SUPERIOR COURT OF NEW JERSEY APPELLATE DIVISION
Jun 25, 2019
DOCKET NO. A-4195-17T3 (App. Div. Jun. 25, 2019)

Opinion

DOCKET NO. A-4195-17T3

06-25-2019

ROBERT WOOD JOHNSON UNIVERSITY HOSPITAL, Plaintiff-Respondent, v. PLYMOUTH ROCK ASSURANCE INSURANCE COMPANY and JOSEPH CALDERONE, Defendants-Appellants, and HORIZON NJ HEALTH, Defendant.

Glenn D. Curving argued the cause for appellants (Riker Danzig Scherer Hyland & Perretti LLP, attorneys; Glenn D. Curving, of counsel and on the briefs; Peter M. Perkowski, Jr., on the briefs). Kristen Ottomanelli argued the cause for respondent (Celentano, Stadtmauer & Walentowicz, LLP, attorneys; Kristen Ottomanelli and Steven Stadtmauer, on the brief).


NOT FOR PUBLICATION WITHOUT THE APPROVAL OF THE APPELLATE DIVISION

This opinion shall not "constitute precedent or be binding upon any court." Although it is posted on the internet, this opinion is binding only on the parties in the case and its use in other cases is limited. R. 1:36-3. Before Judges Sabatino, Haas and Mitterhoff. On appeal from the Superior Court of New Jersey, Law Division, Middlesex County, Docket No. L-4307-16. Glenn D. Curving argued the cause for appellants (Riker Danzig Scherer Hyland & Perretti LLP, attorneys; Glenn D. Curving, of counsel and on the briefs; Peter M. Perkowski, Jr., on the briefs). Kristen Ottomanelli argued the cause for respondent (Celentano, Stadtmauer & Walentowicz, LLP, attorneys; Kristen Ottomanelli and Steven Stadtmauer, on the brief). PER CURIAM

Defendant Plymouth Rock Assurance Insurance Company appeals from the trial court's rulings on cross-motions for summary judgment. Defendant also appeals the trial court's award of $184,040.98 in favor of plaintiff Robert Wood Johnson University Hospital ("plaintiff" or "RWJUH"), which was rendered after a subsequent bench trial. Defendant contends that the trial court improperly granted summary judgment to plaintiff on the issue of liability for unpaid bills incurred by Joseph Calderone ("Calderone" or "the insured") who was insured by defendant at the time he was involved in a serious accident that caused his stay at RWJUH. Having reviewed the record and the governing law, we conclude that defendant properly processed the claim to maximize the benefits to its insured as expressly permitted by Bailey v. Garden State Hosp. Plan Rights, 280 N.J. Super. 206 (Law Div. 1994), aff'd, 290 N.J. Super. 277 (App. Div. 1996). We therefore reverse the trial court's summary judgment orders and vacate the damages award.

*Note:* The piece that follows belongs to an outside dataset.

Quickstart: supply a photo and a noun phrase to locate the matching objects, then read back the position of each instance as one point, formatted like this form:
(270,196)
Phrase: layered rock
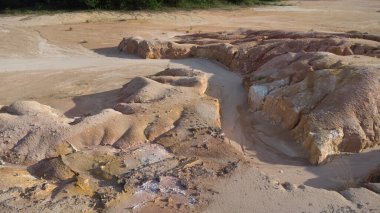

We derive the following facts from the record. In September 2015, Calderone was in a serious auto accident, which rendered him quadriplegic. He received inpatient hospital services from plaintiff between September 16, 2015 and September 28, 2015 as a result of this accident, the charges for which totaled $393,774.72.

At the time of the accident, Calderone was insured under an automobile policy issued to him by the High Point Property and Casualty Insurance Company, which was administered by defendant. The High Point Policy provided personal injury protection ("PIP") benefits to Calderone in the statutory maximum amount of $250,000. Among other things, the High Point Policy provided coverage for approved medical expenses, as well as the cost of home modifications and renovations needed to make the insured's house handicap accessible.

As a result of Calderone's severe injuries, he needed extensive home modifications. To accommodate these modifications, defendant deferred consideration and payment of other medical invoices pending payment of home modification expenses.

Defendant paid $184,040.98 in home modification costs and $65,959.02 in approved medical expenses that were incurred as a result of Calderone's accident. These payments exhausted Calderone's available coverage under his automobile policy.

When defendant received Calderone's bill for his treatment at RWJUH, it informed Calderone of the exhaustion of his coverage and advised him to submit any unpaid invoices to his health care insurance provider. At that time, Calderone was insured under a Medicaid HMO policy provided and administered by Horizon NJ Health ("Horizon").

Plaintiff subsequently sought payment of its invoices from defendant, but was advised that payment would not be forthcoming due to the exhaustion of Calderone's policy limits. Plaintiff filed the instant complaint seeking payment of the invoices.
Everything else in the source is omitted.